Noch weitergehend ist dies mit den Buttons auf der rechten Seite des Jogwheels möglich. Mit diesen können die beiden Stems über die Mixer-Kanäle weiter manipuliert und auch mit verschiedenen Effekten bearbeitet werden.
Preis: 1499,- Euro
Test: Rane Four
Rane Performer
Der Rane Performer bietet alle Vorteile des Rane Four, so haben wir auch hier die Möglichkeit, externe Audioquellen anzuschließen und auch die Vielzahl an Effekten und Stem-Möglichkeiten. Das Hauptmerkmal dieses DJ-Controllers sind aber ganz klar die motorisierten Jogwheels.
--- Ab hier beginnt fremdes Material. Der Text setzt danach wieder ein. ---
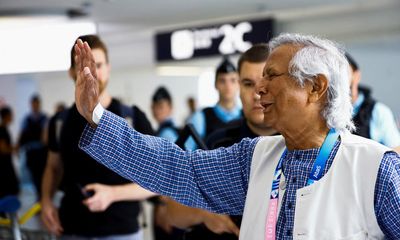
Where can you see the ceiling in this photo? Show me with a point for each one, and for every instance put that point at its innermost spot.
(161, 13)
(133, 22)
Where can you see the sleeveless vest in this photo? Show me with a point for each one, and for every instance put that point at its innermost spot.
(321, 212)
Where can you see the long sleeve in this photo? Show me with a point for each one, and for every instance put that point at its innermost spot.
(387, 195)
(214, 180)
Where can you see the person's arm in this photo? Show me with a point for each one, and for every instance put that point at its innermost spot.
(105, 195)
(51, 180)
(142, 123)
(387, 195)
(215, 180)
(182, 216)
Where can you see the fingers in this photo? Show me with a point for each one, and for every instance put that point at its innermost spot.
(52, 222)
(91, 187)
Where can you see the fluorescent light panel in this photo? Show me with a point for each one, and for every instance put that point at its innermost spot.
(38, 45)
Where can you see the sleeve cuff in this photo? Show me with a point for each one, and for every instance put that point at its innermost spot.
(97, 113)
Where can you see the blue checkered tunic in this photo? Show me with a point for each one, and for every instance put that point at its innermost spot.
(217, 180)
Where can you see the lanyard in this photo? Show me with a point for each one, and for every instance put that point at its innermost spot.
(315, 175)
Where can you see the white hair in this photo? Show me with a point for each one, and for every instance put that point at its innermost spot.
(322, 57)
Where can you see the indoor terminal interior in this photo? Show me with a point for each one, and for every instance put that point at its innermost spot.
(150, 53)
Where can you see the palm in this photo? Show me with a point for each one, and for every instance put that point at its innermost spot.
(87, 87)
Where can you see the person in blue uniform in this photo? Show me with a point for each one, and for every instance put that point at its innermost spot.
(202, 224)
(227, 108)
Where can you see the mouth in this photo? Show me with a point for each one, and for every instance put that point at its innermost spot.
(266, 106)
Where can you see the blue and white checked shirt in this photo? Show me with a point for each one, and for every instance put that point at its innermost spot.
(217, 180)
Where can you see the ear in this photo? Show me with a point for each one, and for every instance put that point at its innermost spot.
(318, 88)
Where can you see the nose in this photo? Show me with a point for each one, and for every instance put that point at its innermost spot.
(261, 88)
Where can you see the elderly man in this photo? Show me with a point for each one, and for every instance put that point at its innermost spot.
(317, 181)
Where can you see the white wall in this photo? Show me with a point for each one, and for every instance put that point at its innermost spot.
(134, 78)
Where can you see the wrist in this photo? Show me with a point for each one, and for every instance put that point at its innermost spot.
(96, 115)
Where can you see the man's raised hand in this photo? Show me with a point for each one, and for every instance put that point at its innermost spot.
(86, 87)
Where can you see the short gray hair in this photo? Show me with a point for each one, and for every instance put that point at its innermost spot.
(322, 56)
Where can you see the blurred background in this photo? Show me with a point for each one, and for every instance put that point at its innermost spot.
(36, 37)
(178, 44)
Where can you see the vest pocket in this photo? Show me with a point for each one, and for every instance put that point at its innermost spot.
(358, 236)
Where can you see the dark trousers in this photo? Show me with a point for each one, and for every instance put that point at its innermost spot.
(36, 163)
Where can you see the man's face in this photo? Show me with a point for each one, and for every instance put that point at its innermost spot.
(35, 105)
(161, 110)
(227, 85)
(250, 76)
(102, 67)
(284, 101)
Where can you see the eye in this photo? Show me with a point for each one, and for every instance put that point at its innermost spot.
(247, 83)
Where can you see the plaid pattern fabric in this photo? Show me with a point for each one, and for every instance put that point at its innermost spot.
(217, 180)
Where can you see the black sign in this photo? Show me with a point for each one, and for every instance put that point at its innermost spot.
(223, 39)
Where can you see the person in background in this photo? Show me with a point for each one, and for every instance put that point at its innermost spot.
(373, 119)
(303, 184)
(161, 107)
(192, 106)
(227, 109)
(97, 203)
(32, 141)
(216, 226)
(162, 112)
(9, 184)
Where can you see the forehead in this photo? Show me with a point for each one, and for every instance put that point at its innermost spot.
(226, 75)
(280, 57)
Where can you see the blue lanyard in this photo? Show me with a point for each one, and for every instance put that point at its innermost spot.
(318, 167)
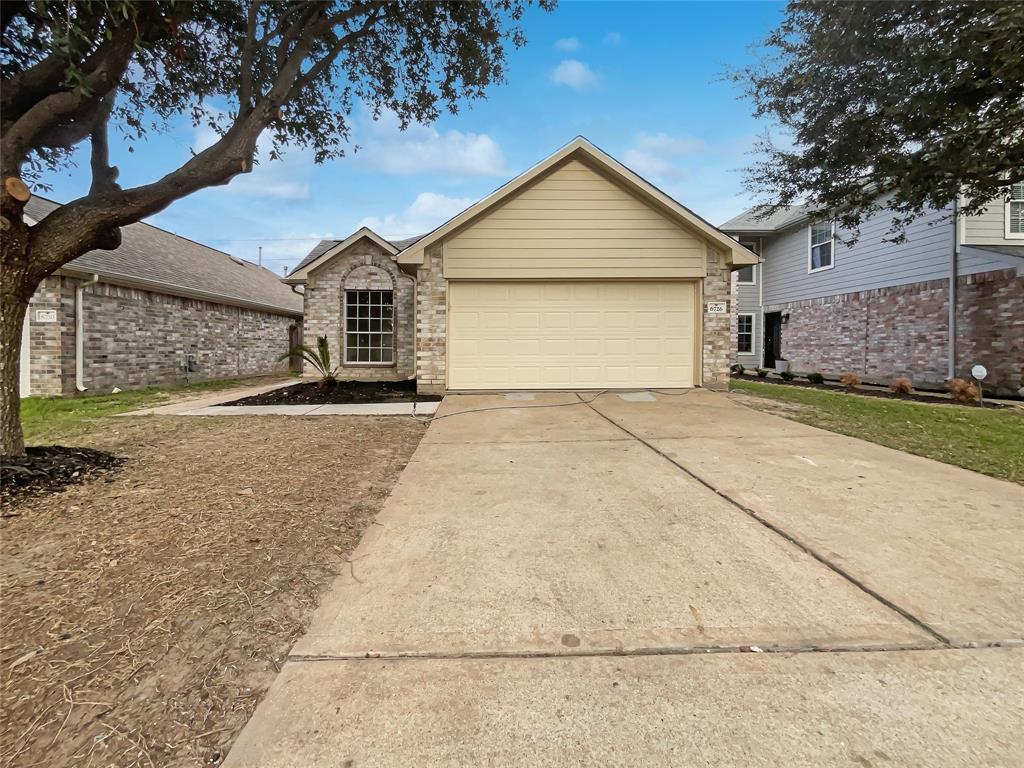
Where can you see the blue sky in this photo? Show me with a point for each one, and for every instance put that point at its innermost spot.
(640, 80)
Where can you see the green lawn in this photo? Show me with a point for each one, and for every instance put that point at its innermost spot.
(987, 440)
(52, 419)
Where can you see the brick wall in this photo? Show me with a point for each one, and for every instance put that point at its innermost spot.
(136, 338)
(990, 328)
(431, 324)
(364, 266)
(717, 344)
(903, 331)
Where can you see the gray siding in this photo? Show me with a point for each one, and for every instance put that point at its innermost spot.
(869, 263)
(749, 302)
(988, 227)
(974, 260)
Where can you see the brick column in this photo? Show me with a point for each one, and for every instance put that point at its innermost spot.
(431, 324)
(717, 328)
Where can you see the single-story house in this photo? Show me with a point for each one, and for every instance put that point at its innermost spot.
(576, 274)
(160, 309)
(930, 308)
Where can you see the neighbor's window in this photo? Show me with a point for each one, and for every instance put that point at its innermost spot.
(370, 327)
(820, 256)
(1015, 211)
(744, 333)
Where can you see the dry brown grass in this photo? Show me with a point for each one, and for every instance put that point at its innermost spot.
(143, 616)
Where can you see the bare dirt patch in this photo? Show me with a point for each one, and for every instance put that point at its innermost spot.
(144, 616)
(338, 393)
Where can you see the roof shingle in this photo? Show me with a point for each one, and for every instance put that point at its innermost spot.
(177, 265)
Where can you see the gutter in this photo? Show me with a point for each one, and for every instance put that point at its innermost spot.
(79, 332)
(953, 269)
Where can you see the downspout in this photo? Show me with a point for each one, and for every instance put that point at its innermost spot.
(953, 268)
(79, 332)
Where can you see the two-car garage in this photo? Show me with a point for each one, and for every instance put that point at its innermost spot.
(577, 274)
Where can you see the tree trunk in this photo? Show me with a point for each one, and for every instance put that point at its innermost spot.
(11, 437)
(14, 294)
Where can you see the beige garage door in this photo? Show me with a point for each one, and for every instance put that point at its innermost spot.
(571, 335)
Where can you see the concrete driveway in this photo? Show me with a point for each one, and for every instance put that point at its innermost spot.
(555, 582)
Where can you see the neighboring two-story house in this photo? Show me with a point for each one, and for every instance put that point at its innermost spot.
(884, 309)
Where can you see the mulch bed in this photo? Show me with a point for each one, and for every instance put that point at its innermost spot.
(883, 393)
(338, 393)
(144, 616)
(47, 469)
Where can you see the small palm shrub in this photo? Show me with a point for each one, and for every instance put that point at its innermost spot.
(964, 391)
(320, 358)
(901, 385)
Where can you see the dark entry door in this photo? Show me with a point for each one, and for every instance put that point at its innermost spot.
(773, 338)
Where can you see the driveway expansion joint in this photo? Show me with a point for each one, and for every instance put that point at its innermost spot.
(669, 650)
(919, 623)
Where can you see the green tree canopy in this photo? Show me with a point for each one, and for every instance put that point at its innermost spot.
(288, 71)
(920, 100)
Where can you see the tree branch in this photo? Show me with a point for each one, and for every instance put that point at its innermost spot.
(246, 61)
(65, 109)
(340, 44)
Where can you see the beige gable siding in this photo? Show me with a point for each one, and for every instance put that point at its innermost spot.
(573, 223)
(988, 227)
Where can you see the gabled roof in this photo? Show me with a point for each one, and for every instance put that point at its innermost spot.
(327, 249)
(581, 148)
(751, 222)
(157, 260)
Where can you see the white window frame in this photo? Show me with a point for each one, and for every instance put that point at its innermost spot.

Diese sind mit einem Display ausgestattet, das die wichtigsten Informationen über den aktuellen Track und die Waveform anzeigt, damit man sich mehr auf das Gerät als auf den Computer konzentrieren kann. Die Jogwheels sind super verarbeitet und durch die Oberfläche kommt ein leichtes Vinylfeeling auf. Gerade auch durch die Seiten der Jogwheels mit der klassischen Tellerkranzoptik wird das Ganze noch verstärkt. Für dieses Feature zahlt man allerdings auch mehr als beim Rane Four.
Preis: 2049,- Euro
Test: Rane Performer
Reloop Mixon 8 Pro
Mit dem Reloop Mixon 8 Pro haben wir einen weiteren 4-Kanal DJ-Controller, der auf Serato DJ abgestimmt ist. Etwas kleiner als die anderen hier genannten Geräte, bietet er dennoch alle Finessen. Neben den 4 Kanälen mit 3-Band-Equalizer und bipolarem Filter können weitere Effekte über Effektschalter aktiviert werden. Das Jogwheel ist hier etwas kleiner, verfügt aber ebenfalls über ein Display im Jogwheel, welches grundlegende Informationen zum aktuellen Song anzeigt. Tempo, Pitch und die verstrichene bzw. verbleibende Zeit. Über die FX-Units, die sich auf den Track-Decks befinden, können die Effekte tiefgreifend angepasst werden und auch der Blick auf die Rückseite des Reloop Mixon 8 Pro kann sich sehen lassen. Hier kann das Signal des Master-Ausgangs über XLR und Cinch ausgegeben werden und tatsächlich lässt sich für jeden Kanal des DJ-Controllers eine externe Klangquelle anschließen. Außerdem sind hier zwei Soundkarten eingebaut. Die eine Soundkarte kann entweder klassisch an einen Rechner angeschlossen werden oder bei Bedarf auch via USB-C mit einem iOS-Gerät verbunden werden, so dass hier neben Serato DJ Pro auch die djay Software von Algoriddim genutzt werden kann. Wer diese nutzen möchte, kann die Rille auf der Oberseite des DJ-Controllers nutzen, um das iPad im passenden Winkel aufzustellen.